Sensing nothing at all threatening about her, Xu Liang stepped closer. He bowed again. “I am honored.”
Before he straightened, she took his hand, pressing her thin, old skin upon his own that was smooth from lack of toil and from the youth he managed still to hold onto while his mind seemed to age at a much more rapid pace.
“Let me see you,” the elder said.
Xu Liang didn’t understand, until she reached her other hand up to his face and he finally realized that her white eyes weren’t looking at him. He held still while her gentle fingertips traveled over his features, stroking his brow and cheeks, and carefully tracing the soft shape of his mouth and the smooth edges of his jaw.
“You are a lovely man,” she concluded. Then, almost affectionately, she touched his cheek once more with the back of her hand. She added, “And not from Yvaria.”
“No,” Xu Liang said truthfully. “My homeland lies far to the east.”
The woman nodded. “Yes. It is there where your heart breaks.”
Xu Liang did not deny her statement. “I fear my homeland will soon be in ruins.” He didn’t realize the woman still had his hand until she squeezed it comfortingly.
“Weep not for what you may lose,” she whispered. “But for what you have already lost. A wound that is seen and recognized is one more quickly healed.”
Xu Liang couldn’t honestly say that he didn’t understand her, and it was thinking that he might have known what she meant that prompted him to slide away from the subject. “Forgive my diversion, madam, but you mentioned that the horses fear chaos. What did you mean by that?”
She let go of his hand and touched her ear. “Listen. You hear it as well. The whispers of chaos. It comes and it has many messengers to announce its coming.”
Xu Liang straightened and closed his eyes, hearing nothing but the stirring of the horses and the wind in the very tops of the trees. He realized shortly that he was hearing what the old woman meant for him to hear, for it made him feel watched and unsafe. He looked at her again and asked, “What messengers of chaos are there in Yvaria?”
“Not a dragon,” she said, wrapping her knit shawl closer about her shoulders. “In Yvaria chaos has come on black wings, but not a dragon’s wings.” She lifted her chin and closed her cataractous eyes, seeming to absorb the impure wind. And then she said, “Yvaria has the Keirveshen.”
“The Keirveshen?”
The woman nodded slowly, opening her unseeing eyes again. “It has always had the Keirveshen, but their numbers are growing. There are not as many to hunt them as there once were.”
“What are they?” Xu Liang asked.
The elder turned on him suddenly, and gripped his arm in both hands, tightly. A look of fear came to her face. “You must heed my words, wise child of the East! You will survive the darkness. That is not for you to fear, but when all around you is bright...that is when chaos will come for you! Fire will consume you, and while you escape the burning, the heat will smother you slowly!”
She left him in the next instant, heading back for her cart, climbing the steps much quicker than she’d descended them, and closing herself in.

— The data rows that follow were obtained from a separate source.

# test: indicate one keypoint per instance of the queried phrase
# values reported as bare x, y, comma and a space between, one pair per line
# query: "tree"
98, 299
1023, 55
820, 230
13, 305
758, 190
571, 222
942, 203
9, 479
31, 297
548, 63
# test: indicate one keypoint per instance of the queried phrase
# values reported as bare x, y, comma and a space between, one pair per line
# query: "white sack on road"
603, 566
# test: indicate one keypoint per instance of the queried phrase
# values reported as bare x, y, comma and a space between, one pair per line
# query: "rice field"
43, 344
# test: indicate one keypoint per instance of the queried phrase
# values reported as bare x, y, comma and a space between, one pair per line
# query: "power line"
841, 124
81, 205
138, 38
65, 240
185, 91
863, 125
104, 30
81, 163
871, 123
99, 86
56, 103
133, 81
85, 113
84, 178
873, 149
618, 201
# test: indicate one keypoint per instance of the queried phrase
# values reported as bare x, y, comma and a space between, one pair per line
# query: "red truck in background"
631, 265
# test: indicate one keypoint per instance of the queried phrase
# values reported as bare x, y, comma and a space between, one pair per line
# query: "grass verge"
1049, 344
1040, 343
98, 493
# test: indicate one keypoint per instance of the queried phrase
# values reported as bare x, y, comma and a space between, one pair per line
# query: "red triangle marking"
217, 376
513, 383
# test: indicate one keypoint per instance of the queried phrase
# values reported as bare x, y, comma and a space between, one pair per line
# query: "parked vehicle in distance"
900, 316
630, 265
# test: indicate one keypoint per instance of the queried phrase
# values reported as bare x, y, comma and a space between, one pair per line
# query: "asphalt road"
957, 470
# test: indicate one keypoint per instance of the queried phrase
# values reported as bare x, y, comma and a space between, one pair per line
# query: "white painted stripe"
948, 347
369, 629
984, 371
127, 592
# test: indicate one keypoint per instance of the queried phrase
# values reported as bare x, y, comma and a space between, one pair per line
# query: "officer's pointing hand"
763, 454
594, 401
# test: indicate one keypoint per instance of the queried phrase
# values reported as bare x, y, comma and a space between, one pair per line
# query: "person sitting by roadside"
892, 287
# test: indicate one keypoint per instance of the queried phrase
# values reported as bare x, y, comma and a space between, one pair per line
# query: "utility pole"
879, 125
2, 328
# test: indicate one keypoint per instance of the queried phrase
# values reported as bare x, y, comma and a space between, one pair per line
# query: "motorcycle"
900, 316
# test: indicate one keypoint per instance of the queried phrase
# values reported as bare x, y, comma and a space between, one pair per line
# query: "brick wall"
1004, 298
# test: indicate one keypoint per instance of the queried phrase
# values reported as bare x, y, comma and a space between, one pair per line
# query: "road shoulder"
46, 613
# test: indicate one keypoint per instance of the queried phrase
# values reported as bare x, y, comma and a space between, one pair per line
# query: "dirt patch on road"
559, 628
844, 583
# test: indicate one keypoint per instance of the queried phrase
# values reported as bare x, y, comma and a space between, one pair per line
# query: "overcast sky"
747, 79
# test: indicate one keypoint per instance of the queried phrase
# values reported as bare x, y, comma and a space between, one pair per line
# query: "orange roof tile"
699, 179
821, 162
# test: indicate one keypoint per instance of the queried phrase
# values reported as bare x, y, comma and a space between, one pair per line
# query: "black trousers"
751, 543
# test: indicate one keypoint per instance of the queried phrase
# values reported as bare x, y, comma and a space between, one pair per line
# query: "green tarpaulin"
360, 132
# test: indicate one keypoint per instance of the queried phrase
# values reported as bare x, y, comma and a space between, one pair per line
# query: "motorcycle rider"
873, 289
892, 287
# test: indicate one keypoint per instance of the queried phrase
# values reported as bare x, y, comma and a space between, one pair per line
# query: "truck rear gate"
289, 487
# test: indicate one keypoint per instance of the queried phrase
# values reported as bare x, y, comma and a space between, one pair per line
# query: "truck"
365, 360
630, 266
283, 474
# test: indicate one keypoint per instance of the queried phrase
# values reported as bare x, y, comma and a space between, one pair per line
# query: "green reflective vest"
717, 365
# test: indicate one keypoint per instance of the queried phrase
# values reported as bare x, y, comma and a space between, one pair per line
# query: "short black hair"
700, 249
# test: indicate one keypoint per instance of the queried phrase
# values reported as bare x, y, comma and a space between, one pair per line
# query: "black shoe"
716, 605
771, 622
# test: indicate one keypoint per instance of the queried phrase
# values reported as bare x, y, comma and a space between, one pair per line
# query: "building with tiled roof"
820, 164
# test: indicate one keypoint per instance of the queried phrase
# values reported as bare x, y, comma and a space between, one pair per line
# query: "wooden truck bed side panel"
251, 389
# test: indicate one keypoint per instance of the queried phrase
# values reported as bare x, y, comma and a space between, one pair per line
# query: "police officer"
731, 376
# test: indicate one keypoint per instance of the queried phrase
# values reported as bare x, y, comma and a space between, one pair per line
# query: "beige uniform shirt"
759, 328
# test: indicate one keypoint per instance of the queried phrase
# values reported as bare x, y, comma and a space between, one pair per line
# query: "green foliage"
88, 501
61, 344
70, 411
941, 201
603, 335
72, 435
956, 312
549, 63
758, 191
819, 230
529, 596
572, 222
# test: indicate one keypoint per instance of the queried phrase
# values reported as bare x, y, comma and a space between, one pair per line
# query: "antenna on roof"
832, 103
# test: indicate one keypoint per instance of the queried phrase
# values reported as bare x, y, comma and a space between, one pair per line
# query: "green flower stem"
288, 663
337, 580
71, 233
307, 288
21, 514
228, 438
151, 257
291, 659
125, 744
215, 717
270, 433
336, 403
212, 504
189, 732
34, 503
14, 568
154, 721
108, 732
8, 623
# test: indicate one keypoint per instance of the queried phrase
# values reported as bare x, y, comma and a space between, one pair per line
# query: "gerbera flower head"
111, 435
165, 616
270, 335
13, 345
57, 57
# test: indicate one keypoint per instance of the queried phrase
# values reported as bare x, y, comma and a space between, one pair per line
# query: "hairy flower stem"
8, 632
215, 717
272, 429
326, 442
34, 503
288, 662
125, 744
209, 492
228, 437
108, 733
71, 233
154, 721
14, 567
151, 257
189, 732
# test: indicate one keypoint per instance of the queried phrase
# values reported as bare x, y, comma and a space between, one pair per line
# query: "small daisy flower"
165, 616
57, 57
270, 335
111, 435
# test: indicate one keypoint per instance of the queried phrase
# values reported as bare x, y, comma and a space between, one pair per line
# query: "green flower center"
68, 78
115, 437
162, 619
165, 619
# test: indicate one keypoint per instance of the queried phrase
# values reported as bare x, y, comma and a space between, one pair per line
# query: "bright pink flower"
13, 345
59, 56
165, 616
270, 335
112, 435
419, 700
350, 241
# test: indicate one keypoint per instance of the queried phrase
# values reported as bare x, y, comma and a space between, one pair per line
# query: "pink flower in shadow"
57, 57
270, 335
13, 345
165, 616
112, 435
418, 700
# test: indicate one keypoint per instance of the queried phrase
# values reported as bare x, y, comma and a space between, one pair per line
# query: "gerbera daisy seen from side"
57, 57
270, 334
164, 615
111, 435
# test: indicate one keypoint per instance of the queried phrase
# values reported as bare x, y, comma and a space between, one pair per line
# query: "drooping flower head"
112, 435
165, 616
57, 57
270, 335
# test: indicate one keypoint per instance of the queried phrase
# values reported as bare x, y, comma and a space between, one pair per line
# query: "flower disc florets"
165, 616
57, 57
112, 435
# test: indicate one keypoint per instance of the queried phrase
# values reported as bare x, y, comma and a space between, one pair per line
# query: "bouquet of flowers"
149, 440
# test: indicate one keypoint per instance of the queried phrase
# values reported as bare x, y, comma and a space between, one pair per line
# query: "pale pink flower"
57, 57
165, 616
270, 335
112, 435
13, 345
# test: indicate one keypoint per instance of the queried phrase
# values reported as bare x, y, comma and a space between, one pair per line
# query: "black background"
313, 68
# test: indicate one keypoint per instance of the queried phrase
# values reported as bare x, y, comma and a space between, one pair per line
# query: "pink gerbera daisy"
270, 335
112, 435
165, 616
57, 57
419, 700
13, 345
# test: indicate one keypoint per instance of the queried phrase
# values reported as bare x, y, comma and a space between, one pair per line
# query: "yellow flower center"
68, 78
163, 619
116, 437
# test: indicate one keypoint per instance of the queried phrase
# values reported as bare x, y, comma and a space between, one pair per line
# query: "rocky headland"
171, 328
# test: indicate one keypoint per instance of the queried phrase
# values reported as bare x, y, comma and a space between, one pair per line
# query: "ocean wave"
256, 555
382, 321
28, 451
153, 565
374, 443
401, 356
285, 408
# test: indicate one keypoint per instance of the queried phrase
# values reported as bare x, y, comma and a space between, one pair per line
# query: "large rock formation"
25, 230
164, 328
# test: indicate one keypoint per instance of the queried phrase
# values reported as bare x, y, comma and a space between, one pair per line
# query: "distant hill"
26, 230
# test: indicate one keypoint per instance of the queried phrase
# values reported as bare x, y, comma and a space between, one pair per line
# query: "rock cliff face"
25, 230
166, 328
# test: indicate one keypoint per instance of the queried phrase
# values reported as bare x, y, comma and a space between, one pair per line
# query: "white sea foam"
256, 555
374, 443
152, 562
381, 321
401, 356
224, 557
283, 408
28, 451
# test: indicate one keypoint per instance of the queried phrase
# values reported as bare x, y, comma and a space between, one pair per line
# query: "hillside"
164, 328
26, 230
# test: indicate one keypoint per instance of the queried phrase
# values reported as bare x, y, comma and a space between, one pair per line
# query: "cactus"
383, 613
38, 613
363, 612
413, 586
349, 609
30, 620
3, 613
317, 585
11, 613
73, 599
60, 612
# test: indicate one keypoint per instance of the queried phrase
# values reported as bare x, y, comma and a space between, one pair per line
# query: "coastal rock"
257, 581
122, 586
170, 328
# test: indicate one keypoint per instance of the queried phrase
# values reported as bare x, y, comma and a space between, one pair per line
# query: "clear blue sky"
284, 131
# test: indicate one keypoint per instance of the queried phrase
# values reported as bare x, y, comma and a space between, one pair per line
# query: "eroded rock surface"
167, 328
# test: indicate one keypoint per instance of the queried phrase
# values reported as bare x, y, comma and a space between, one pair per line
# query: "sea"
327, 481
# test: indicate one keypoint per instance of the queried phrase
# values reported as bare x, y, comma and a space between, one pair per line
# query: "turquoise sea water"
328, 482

Xu Liang stared after her, slow to absorb having had his death foretold to him by a western seer. Eventually he saw the dwarf staring back at him from the other side of the cart.
“Don’t listen to her,” Tarfan advised. “Never trust a gypsy! Lies and trickery.” He continued mumbling as he came forward, Taya and the rest of the bodyguards behind him.
“Did something happen?” Xu Liang inquired, seeing the tension in the guards’ faces and the unease in Taya’s as she continually looked over her shoulder.
“We got tired of waiting for you,” Tarfan said quickly, then cleared his throat a little too deliberately and stepped around Xu Liang.
Xu Liang recalled the dwarf’s short temper, and didn’t have to ask any more questions.
“Are we leaving here now?” Taya asked impatiently. When Xu Liang nodded, she stomped around him, grumbling. “This is not what I meant by exciting!”
Xu Liang stood alone for a moment. Slowly, his eyes sought the old woman’s cart. He could hear her inside, humming to herself, sounding suddenly unafraid. Eventually he turned away and joined the others of his group, preparing to push on through the oppressive darkness.